Last year, the state overcame a $10 billion budget gap. Little said that because the deficit is so much lower this year, Cuomo and lawmakers can now look at ways to fundamentally reform the way state government works. That could mean big changes for state agencies, Little said, including mergers and cuts to overlapping programs.

"We need to get them to work together better," she said. "You can have so many programs: a program in this agency, and a similar program in a different agency, yet the agencies are different. It confuses people. I think it would bring some clarity to state government, as well as some efficiencies."

Little said she was pleased to hear Cuomo will include state aid for schools to the tune of some $800 million. She said it's important that the formula for aid distribution favors high-need school districts.
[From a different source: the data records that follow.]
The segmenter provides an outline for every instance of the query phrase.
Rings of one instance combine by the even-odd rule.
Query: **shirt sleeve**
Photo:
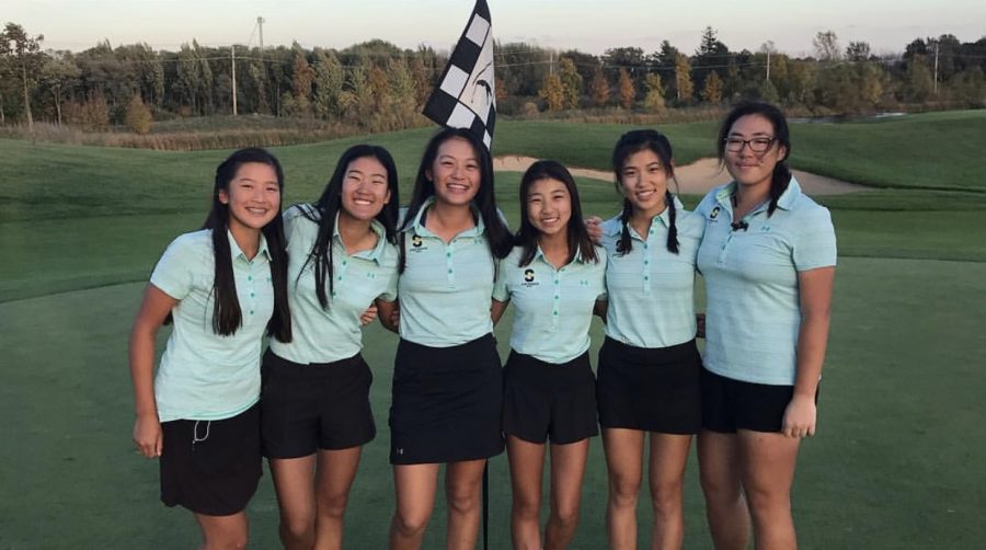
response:
[[[179,237],[158,260],[150,282],[175,300],[183,300],[192,291],[193,267],[197,261],[200,259],[196,257],[194,243],[184,236]]]
[[[813,205],[802,217],[794,250],[791,252],[794,268],[803,272],[836,264],[835,228],[828,208]]]
[[[511,293],[507,290],[506,284],[511,261],[516,262],[513,254],[496,261],[496,280],[493,282],[493,299],[496,301],[507,301],[511,299]]]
Assemblywoman Teresa Sayward, R-Willsboro, said the proposed budget takes steps to reduce the burden of state mandates on local governments. Like Little, Sayward said she looks forward to consolidating state agencies.

Sayward said she was disappointed that Cuomo reduced funding for the Farm Viability Institute, a nonprofit that provides educational outreach for small farms statewide. The proposed budget would cut the group's allocation from $1.2 million to $400,000.

"Other than that, what I see, I like," Sayward said. "He's talking about realigning agencies and getting rid of a lot of the programs that, over time, the Legislature has put together.

"Take the Department of Labor, for example. There are just hundreds of programs for training people for jobs, which is very inefficient, and it costs us a lot of money to administer all of those programs. He's going to try to bundle some of those and decrease the costs in each one of the departments."

Sayward also applauded an increase in municipal aid for local governments, something that she said hasn't happened in years.

Legislators passed an on-time budget last year, and Assemblywoman Janet Duprey, R-Peru, said she expects a similar result this time around.

"It looks like everybody is on the same page," she said, noting that lawmakers did a lot of the "heavy lifting" in 2011.